Limits...
Extraction of surface-related features in a recurrent model of V1-V2 interactions.

Weidenbacher U, Neumann H - PLoS ONE (2009)

Bottom Line: The approach is based on feedforward and feedback mechanisms found in visual cortical areas V1 and V2.Unlike previous proposals which treat localized junction configurations as 2D image features, we link them to mechanisms of apparent surface segregation.As a consequence, we demonstrate how junctions can change their perceptual representation depending on the scene context and the spatial configuration of boundary fragments.

View Article: PubMed Central - PubMed

Affiliation: Institute of Neural Information Processing, University of Ulm, Ulm, Germany. ulrich.weidenbacher@uni-ulm.de

ABSTRACT

Background: Humans can effortlessly segment surfaces and objects from two-dimensional (2D) images that are projections of the 3D world. The projection from 3D to 2D leads partially to occlusions of surfaces depending on their position in depth and on viewpoint. One way for the human visual system to infer monocular depth cues could be to extract and interpret occlusions. It has been suggested that the perception of contour junctions, in particular T-junctions, may be used as cue for occlusion of opaque surfaces. Furthermore, X-junctions could be used to signal occlusion of transparent surfaces.
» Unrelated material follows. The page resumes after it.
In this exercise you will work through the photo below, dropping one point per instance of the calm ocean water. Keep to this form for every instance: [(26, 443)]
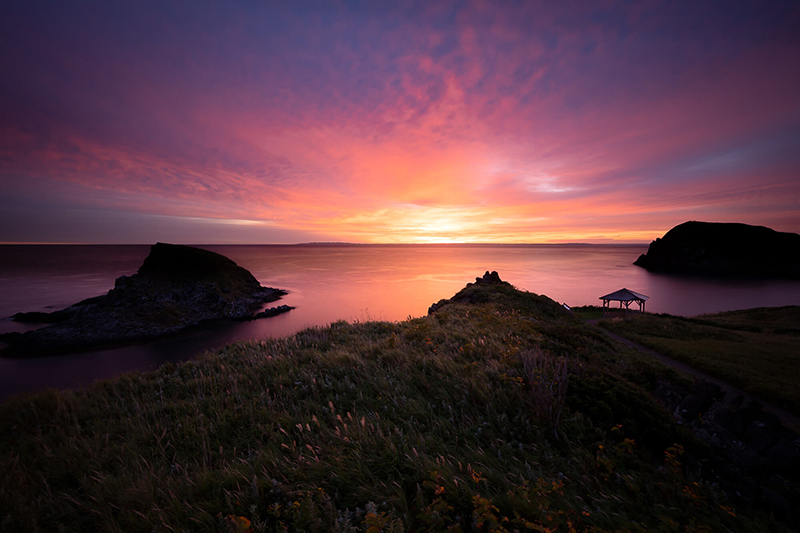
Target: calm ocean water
[(341, 282)]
Methodology/principal findings: In this contribution, we propose a neural model that suggests how surface-related cues for occlusion can be extracted from a 2D luminance image. The approach is based on feedforward and feedback mechanisms found in visual cortical areas V1 and V2. In a first step, contours are completed over time by generating groupings of like-oriented contrasts. Few iterations of feedforward and feedback processing lead to a stable representation of completed contours and at the same time to a suppression of image noise. In a second step, contour junctions are localized and read out from the distributed representation of boundary groupings. Moreover, surface-related junctions are made explicit such that they are evaluated to interact as to generate surface-segmentations in static images. In addition, we compare our extracted junction signals with a standard computer vision approach for junction detection to demonstrate that our approach outperforms simple feedforward computation-based approaches.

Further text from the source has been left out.